Urban areas and the utilities that serve them generate up to 80% of anthropogenic carbon dioxide (CO2) emissions worldwide (Satterthwaite, 2008). When we can quantify where, and how much, carbon dioxide is being emitted within a city, local emission reduction targets can become more actionable. However, it’s difficult to estimate intra-city carbon flux using existing atmospheric science methods.

In collaboration with Dr. Natalie Schultz at Yale’s Center for Earth Observation, we sought to build and test a new method for estimating CO2 flux in cities: load a UAV with lightweight, low-cost sensors and fly it in the region of interest. I served as her first funded research assistant on her Connecticut Space Grant Consortium award.
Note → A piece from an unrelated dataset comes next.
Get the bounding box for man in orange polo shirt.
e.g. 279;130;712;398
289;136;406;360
I primarily contributed to the platform development and testing phase of this project. I read and experimented extensively to identify the ideal spots for mounting sensors on the UAV, to prevent rotor wind from affecting measurements. I also designed numerous indoor and outdoor experiments to test how our instrumentation would perform under various conditions (i.e., hot weather, strong wind, high altitudes, etc.). Lastly, I led a handful of small data collection deployments around the city of New Haven, and I suggested plans for more robust flight campaigns for the future.

Outcome highlights

By using a multivariate regression (Martin et al, 2017) to calibrate our mobile, low-cost CO2 sensor against a high-precision CO2 and meteorological instrument, we were able to improve upon the sensor manufacturer’s accuracy by ~80%.